The study participants who took the steroid drug reported more adverse reactions, most frequently indigestion, hot flashes, and edema. There was one incidence of hematemesis (vomiting blood) reported by someone taking steroids, even though the study excluded people who were at risk for such an adverse effect.

As for the secondary purpose of these drug regimens--the prevention of postherpetic neuralgia--neither acyclovir nor steroids reduced the frequency of this painful condition. Steroids' ineffectiveness for the prevention of postherpetic neuralgia was demonstrated in an earlier placebocontrolled Scandinavian study published seven years ago in The Lancet. Yet they continue to be preprescribed for this purpose.

This study was supported by a grant from the Wellcome Research Laboratories, Beckenham, United Kingdom. Burroughs Wellcome is the manufacturer of acyclovir, which is sold under the brand name of Zovirax.

What Else is There?

Several other medical therapies are used in the treatment of postherpetic neuralgia, but there is little or no scientific evidence to demonstrate their efficacy. Among the most common are capsaicin (brand name: Zostrix), a topical analgesic cream whose active ingredient is a hot pepper derivative; local anesthetics like lidocaine; antidepressant drugs; anticonvulsants; and nerveblocks.

In the self-help category, people have used topically applied vitamin E oil, vitamin C supplements, and lysine (an amino acid) supplements, all of which can be purchased in health food stores.

The most promising research-backed treatment involves aspirin dissolved in chloroform and applied directly to the painful area. Two published studies show that this treatment relieves the pain of both shingles and postherpetic neuralgia (Pain, March 1992 and Archives of Neurology, October 1993).
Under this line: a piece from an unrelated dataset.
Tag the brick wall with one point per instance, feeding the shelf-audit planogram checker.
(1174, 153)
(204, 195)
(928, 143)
Each study involved about 45 participants.

The 1992 study, which was conducted in Milan, Italy, reported: "A striking reduction in the percentage of [shingles] patients developing postherpetic neuralgia was observed in the treated group, as compared with [untreated cases] reported in the medical literature (4% vs. 50-70%)." The 1993 study, which was conducted at the State University of New York Health Science Center, Syracuse, New York, showed that the aspirin/chloroform treatment helped people in the acute phase of shingles and those suffering postherpetic neuralgia. "All participants reported substantially decreased pain promptly after treatment, with maximum relief at 20 to 30 minutes and lasting two to four hours."